Of course, I would suggest cork. You could save yourself the $15,000 - $35,000 in floor heating system and go with a floor that starts off warm! But that's just me!

TTFN
3 months ago ·
Kylie Thompson I have real hard wood floors. They are beautiful but I hate them. I live in a new construction home, just over a yr old now, and my floors are all dinged up. Anything that gets dropped leaves a nick in the floor. My son is 10 months old and tosses his plastic cup off his ht chair and there are several dings in the floor where his chair is. We now permanently have a lg towel under him.. A huge gouge was put in them from dropping a Hershey's syrup bottle. I would just like to recommend you do your research on durability. It's very discouraging to know our floors r fairly new and have a bunch of marks in them. It is likely w/in 5 yrs we will already have to have them refinished. Good luck with whatever u choose!!
3 months ago ·
Kylie Thompson I asked my hubby our hard woods are oak. So maybe consider staying away or getting the super ultra strong top coat:)
3 months ago ·
Marie Hebson's interiorsBYDESIGN Inc. ENGINEERED. Not only will it give you longevity, but you can go to the wider planks which feel more casual elegant.
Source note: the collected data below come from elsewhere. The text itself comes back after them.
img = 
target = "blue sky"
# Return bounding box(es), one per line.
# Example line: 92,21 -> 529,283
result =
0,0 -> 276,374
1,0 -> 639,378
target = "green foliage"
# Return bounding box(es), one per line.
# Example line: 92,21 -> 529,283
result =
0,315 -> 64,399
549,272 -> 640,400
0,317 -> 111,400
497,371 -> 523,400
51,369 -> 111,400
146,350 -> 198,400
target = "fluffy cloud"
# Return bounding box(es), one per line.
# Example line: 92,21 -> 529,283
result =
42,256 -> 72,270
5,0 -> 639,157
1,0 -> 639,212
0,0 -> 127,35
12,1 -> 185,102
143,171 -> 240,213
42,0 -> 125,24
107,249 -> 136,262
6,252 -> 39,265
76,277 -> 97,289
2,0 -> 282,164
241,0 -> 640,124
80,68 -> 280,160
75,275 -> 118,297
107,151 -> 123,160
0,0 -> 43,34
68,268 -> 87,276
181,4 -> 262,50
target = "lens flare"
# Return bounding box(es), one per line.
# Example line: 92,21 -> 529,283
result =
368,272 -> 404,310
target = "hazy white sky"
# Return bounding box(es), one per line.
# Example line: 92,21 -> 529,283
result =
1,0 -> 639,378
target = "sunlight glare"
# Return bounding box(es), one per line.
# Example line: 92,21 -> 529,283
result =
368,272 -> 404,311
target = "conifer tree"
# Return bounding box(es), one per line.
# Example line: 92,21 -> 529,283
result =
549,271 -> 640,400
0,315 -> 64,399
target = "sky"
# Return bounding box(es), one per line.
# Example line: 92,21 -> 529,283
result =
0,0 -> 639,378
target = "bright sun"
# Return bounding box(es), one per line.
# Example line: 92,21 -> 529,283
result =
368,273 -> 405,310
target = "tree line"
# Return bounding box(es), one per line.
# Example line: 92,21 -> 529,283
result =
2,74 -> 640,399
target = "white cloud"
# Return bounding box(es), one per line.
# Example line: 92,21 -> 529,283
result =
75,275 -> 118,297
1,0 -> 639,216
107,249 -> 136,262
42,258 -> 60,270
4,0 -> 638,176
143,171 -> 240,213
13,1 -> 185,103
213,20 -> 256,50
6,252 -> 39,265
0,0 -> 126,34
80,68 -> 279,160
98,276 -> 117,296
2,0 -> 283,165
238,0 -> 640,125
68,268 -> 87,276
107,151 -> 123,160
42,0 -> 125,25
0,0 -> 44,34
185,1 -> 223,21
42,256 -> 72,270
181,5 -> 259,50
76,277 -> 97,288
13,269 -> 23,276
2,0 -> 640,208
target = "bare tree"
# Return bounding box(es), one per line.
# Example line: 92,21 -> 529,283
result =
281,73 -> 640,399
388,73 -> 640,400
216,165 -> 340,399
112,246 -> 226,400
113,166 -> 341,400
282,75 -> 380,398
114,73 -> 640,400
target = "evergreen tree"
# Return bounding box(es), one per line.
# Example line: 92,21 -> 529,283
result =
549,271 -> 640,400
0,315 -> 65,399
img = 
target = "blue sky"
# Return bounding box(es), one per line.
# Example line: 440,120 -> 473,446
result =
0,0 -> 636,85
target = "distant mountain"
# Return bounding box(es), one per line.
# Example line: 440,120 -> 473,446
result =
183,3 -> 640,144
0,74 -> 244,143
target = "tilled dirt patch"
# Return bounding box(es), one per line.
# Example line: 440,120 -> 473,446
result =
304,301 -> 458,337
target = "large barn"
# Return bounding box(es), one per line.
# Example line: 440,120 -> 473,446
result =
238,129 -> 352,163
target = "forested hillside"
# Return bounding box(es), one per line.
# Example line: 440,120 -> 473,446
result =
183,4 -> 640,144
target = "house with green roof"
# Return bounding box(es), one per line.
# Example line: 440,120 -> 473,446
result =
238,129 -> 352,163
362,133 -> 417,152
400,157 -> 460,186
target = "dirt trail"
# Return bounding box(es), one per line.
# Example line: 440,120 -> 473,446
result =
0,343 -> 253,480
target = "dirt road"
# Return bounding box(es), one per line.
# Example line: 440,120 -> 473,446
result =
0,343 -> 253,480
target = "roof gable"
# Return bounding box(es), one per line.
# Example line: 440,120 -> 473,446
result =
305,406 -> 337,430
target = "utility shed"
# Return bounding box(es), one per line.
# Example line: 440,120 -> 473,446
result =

The more rustic the finish, matte with character the better and the easier to disguise dings, scratches - life. The days of the high polished hardwood floors are over - and we're back to the classics. This european hand scraped for your engineered hardwood you can't go wrong.

Remember, wood floors are a natural product, you will not be able to keep them exactly as installed so get used to it. Be prepared for life to happen, and plan for it too happen. Good luck with your new home - the only down fall of engineered is that you will only get one, maybe two sandings and restaining if any.

Oh - you could also go to tile if you don't want wood floors - they make tiles that look like wood without all the durability issues.